The project is very cumulative, and I recommend that you don’t get behind. To make it easy to submit your homework on time, I’ve set things up so you get points not for complete, working code, but for your ability to articulate what you learned from writing the code. If you’ve built a thing and you understand how it’s put together, but it doesn’t quite work yet, go ahead and submit it on time. You can debug it later.
That said, I’m offering a limited late policy somewhat similar to the late policies for CS 40 and CS 105:
Each student is automatically issued four “extension tokens.” By expending an extension token, you get a 24-hour extension on both deadlines associated with a single module: that’s the Monday homework and the Tuesday reflection.
At most one extension token may be expended on any single assignment.
A homework submitted late with an extension token earns full project points, but the submitters earn no participation points for the Tuesday code review. That’s only fair: if your work isn’t submitted, we can’t review it—and I need Tuesday morning to look at the submissions and plan code review.
If for some reason your Monday homework is on time but your Tuesday reflection is 24 hours late, you can earn full project points and full participation points—but it’s a terrible use of an extension token, so please don’t let this happen.
When you are out of tokens, late homework will no longer earn points, but it can still be submitted for feedback, and it can be shown at code reviews.

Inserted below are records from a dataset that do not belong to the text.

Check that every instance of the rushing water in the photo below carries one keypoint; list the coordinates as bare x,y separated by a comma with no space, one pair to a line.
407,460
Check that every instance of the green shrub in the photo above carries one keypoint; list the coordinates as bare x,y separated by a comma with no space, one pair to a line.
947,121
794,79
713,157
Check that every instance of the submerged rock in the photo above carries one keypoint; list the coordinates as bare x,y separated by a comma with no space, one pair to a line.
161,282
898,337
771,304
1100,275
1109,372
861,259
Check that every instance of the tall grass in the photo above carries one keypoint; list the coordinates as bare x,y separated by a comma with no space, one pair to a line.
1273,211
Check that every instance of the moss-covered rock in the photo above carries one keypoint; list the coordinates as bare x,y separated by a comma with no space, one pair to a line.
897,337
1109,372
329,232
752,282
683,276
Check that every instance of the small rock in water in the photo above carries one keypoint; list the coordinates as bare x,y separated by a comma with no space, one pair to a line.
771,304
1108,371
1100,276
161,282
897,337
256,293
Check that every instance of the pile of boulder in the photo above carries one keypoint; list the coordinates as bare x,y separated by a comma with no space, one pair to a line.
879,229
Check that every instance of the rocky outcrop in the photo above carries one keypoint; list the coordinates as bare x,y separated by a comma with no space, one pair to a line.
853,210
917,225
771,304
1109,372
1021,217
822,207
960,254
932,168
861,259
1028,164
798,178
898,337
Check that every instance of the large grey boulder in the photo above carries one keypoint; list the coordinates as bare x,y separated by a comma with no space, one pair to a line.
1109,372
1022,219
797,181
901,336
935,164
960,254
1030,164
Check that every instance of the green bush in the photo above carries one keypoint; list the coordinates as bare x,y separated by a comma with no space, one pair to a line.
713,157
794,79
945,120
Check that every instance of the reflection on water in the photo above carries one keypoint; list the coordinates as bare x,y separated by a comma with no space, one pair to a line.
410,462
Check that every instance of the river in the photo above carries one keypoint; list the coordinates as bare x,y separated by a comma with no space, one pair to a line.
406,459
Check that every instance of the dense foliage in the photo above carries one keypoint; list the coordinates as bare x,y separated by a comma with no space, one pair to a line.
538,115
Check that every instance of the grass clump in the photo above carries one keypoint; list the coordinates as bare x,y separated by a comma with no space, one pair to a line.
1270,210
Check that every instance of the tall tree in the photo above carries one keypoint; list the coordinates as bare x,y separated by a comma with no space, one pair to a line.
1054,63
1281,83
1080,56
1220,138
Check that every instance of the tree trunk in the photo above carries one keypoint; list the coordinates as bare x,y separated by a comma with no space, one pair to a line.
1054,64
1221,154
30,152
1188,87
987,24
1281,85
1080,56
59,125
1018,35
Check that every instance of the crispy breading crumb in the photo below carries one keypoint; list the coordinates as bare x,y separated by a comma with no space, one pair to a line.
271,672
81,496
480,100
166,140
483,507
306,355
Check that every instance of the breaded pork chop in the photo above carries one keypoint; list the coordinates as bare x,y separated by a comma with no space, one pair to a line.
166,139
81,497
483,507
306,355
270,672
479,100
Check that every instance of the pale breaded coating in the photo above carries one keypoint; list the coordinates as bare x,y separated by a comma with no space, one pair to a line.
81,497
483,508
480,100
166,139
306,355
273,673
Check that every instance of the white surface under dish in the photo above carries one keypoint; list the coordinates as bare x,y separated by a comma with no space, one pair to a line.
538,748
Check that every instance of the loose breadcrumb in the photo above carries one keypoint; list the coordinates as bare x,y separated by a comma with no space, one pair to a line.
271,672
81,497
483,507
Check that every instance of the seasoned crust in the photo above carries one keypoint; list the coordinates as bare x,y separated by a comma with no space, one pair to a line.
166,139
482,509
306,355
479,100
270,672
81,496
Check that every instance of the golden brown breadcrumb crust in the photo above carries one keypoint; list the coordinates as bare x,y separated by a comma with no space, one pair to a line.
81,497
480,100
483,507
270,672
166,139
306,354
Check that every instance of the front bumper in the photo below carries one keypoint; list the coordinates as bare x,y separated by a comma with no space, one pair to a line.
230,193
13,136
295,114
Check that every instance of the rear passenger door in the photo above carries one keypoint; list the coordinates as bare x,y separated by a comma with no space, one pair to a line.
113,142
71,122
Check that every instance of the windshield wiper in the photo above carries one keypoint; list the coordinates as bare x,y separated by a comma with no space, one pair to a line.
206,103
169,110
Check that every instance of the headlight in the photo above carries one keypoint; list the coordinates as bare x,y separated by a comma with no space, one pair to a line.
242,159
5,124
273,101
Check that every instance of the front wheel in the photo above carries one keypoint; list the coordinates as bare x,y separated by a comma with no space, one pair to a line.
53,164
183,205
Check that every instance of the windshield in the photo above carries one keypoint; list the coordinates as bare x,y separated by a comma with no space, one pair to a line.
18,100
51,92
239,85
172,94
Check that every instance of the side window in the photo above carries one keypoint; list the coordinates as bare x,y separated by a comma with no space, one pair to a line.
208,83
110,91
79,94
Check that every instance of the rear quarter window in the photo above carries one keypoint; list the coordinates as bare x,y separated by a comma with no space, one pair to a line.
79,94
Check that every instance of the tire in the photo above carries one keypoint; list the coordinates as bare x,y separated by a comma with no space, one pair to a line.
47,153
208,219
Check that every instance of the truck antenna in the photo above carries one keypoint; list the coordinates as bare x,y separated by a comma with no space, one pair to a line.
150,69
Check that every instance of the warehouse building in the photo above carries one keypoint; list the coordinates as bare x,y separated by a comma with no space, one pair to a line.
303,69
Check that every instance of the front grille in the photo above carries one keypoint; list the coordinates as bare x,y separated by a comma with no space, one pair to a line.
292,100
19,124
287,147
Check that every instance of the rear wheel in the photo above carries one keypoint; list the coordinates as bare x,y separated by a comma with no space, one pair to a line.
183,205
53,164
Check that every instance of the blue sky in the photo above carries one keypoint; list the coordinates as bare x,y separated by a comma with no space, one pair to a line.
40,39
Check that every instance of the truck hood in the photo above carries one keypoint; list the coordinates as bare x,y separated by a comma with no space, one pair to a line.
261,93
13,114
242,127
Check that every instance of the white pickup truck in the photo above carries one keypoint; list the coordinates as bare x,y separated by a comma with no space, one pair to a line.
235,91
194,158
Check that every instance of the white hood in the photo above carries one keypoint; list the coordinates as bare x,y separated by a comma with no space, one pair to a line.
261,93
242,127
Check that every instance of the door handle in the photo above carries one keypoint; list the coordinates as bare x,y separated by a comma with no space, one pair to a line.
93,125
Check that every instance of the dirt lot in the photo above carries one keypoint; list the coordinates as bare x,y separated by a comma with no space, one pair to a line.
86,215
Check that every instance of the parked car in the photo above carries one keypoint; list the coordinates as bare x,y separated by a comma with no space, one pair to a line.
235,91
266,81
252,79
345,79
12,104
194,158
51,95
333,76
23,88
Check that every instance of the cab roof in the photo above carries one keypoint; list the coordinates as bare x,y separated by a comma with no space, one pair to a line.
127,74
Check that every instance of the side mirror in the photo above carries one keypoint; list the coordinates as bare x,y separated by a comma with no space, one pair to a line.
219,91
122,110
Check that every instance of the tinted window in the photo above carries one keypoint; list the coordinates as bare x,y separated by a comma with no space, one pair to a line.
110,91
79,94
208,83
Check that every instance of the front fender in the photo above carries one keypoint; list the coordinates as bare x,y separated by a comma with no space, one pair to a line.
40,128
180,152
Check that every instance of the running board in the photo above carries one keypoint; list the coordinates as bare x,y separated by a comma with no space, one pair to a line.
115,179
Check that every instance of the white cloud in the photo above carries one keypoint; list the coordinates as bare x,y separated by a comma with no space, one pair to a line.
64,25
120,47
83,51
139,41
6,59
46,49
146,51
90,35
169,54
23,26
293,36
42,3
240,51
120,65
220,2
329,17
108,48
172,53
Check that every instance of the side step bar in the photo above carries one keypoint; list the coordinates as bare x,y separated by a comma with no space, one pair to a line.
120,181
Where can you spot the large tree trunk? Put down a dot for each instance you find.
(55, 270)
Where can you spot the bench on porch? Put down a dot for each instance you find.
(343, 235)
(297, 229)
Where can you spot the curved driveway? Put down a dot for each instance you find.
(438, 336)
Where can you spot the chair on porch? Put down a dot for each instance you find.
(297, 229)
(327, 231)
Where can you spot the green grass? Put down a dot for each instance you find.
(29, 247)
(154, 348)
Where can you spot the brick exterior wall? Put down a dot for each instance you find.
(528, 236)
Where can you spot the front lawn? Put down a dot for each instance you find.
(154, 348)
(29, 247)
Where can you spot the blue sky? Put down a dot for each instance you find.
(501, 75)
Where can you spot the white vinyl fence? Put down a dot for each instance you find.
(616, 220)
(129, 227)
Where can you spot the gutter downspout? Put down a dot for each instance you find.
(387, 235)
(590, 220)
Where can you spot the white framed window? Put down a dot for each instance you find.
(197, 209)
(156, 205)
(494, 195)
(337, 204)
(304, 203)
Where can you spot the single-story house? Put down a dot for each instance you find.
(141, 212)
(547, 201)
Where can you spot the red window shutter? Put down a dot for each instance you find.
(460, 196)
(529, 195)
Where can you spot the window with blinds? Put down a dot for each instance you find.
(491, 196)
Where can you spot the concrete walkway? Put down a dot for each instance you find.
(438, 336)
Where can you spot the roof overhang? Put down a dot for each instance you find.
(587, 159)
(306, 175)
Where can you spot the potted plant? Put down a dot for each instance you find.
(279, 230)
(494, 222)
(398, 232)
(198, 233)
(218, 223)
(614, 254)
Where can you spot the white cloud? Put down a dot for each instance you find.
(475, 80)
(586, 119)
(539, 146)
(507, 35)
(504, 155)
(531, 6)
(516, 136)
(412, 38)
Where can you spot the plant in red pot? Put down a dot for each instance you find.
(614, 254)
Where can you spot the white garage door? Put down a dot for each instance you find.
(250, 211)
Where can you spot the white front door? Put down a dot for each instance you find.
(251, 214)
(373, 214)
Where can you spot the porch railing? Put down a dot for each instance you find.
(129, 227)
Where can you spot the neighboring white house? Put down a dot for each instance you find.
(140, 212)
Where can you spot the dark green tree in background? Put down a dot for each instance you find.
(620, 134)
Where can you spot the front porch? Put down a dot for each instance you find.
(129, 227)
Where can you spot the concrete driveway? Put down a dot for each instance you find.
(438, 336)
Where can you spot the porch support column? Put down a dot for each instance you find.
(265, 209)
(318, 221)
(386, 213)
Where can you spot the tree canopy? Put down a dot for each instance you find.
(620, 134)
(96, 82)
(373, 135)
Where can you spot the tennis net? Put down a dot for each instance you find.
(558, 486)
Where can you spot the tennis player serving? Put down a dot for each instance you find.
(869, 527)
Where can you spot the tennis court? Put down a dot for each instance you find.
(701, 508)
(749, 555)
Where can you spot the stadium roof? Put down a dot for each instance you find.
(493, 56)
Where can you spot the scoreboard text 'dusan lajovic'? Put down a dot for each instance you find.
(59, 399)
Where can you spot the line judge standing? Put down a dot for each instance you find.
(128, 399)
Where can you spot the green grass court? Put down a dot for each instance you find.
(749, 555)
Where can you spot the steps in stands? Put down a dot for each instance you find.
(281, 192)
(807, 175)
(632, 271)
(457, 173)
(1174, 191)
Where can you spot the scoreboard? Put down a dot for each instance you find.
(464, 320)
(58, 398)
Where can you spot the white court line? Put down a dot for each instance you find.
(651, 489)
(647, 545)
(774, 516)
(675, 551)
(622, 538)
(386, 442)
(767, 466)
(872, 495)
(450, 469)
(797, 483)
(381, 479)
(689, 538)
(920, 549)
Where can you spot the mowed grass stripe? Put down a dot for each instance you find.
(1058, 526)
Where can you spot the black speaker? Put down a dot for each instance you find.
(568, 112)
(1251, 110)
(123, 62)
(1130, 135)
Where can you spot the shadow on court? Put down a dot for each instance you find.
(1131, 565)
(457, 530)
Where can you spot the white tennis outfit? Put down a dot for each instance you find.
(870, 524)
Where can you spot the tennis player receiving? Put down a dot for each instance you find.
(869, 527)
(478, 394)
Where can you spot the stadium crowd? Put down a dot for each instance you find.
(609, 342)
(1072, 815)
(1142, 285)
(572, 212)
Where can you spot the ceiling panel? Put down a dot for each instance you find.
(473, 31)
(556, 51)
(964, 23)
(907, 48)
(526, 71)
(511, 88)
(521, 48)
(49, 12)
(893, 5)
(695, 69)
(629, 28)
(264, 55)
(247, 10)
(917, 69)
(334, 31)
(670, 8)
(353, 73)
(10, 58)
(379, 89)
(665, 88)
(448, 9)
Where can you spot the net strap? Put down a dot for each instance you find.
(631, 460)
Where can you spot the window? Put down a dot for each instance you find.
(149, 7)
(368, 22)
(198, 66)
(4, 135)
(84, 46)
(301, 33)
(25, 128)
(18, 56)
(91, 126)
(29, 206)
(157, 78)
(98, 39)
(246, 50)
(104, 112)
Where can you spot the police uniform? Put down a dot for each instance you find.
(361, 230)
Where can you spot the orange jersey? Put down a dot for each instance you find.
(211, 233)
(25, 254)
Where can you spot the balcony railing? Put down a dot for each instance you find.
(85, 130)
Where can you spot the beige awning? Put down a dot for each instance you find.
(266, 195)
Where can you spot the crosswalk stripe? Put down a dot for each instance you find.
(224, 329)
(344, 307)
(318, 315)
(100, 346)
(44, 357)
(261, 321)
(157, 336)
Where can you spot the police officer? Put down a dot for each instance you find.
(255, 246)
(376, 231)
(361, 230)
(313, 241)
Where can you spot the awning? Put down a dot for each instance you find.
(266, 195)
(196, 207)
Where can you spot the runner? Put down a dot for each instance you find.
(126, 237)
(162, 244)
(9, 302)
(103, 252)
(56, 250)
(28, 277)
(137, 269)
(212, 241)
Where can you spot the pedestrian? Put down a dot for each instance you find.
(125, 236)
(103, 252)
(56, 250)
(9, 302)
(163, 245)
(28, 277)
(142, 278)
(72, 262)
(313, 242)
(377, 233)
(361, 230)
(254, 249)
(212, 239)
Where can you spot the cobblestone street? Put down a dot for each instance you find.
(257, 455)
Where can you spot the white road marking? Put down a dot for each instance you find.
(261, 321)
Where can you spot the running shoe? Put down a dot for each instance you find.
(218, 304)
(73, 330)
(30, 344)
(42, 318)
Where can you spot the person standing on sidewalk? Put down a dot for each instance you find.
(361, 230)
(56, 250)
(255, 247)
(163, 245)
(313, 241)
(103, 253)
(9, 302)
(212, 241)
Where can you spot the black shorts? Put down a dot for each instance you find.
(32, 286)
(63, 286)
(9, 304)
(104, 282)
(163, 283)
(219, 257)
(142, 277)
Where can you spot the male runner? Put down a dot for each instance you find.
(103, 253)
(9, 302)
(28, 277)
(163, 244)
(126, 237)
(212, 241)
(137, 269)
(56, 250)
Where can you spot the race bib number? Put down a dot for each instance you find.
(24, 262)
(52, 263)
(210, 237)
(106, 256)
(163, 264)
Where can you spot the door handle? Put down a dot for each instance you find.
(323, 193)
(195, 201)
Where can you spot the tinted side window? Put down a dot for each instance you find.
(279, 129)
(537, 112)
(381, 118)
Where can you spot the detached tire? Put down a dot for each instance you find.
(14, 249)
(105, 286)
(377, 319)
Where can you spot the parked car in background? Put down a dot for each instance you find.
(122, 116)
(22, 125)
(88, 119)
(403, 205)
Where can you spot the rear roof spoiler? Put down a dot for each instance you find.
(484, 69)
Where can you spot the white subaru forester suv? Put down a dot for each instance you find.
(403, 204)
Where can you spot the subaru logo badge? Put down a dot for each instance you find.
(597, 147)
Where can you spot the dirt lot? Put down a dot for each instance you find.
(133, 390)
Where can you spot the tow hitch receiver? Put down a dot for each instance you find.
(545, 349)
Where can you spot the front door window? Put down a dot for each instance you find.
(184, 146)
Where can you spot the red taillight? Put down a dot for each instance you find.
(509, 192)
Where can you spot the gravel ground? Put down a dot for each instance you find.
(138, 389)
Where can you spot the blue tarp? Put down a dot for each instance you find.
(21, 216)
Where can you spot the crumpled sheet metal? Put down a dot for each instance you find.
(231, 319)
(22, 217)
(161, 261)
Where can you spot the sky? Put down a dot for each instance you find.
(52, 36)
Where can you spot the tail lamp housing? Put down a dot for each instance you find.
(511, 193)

What if I’m too sick to submit work?
If Covid spikes again, you may get too sick to work. And the project is very cumulative—what are you going to do? Just let me know. It’s a small class, and I want everyone to get an A. I will work with you to make that possible, in a way that is fair to you and also fair to your classmates.
This policy applies to any significant illness, not only to Covid-19.
How will the course end?
In lieu of a final exam, you will present your work to your peers and to a jury of outside experts. Presentations will take place during a half-day workshop, which will be take place between 2:30pm and 6:00pm on Tuesday, May 9.1 After the workshop you will have 48 hours to respond to the jury and to submit one final reflection summarizing your learning outcomes from the course and from the workshop.
Acknowledgements
Matthias Felleisen, who has many years of experience doing code reviews with students, explained to me how his code reviews are structured; I have borrowed several of his practices. Jacob Matthews suggested why code review might be important.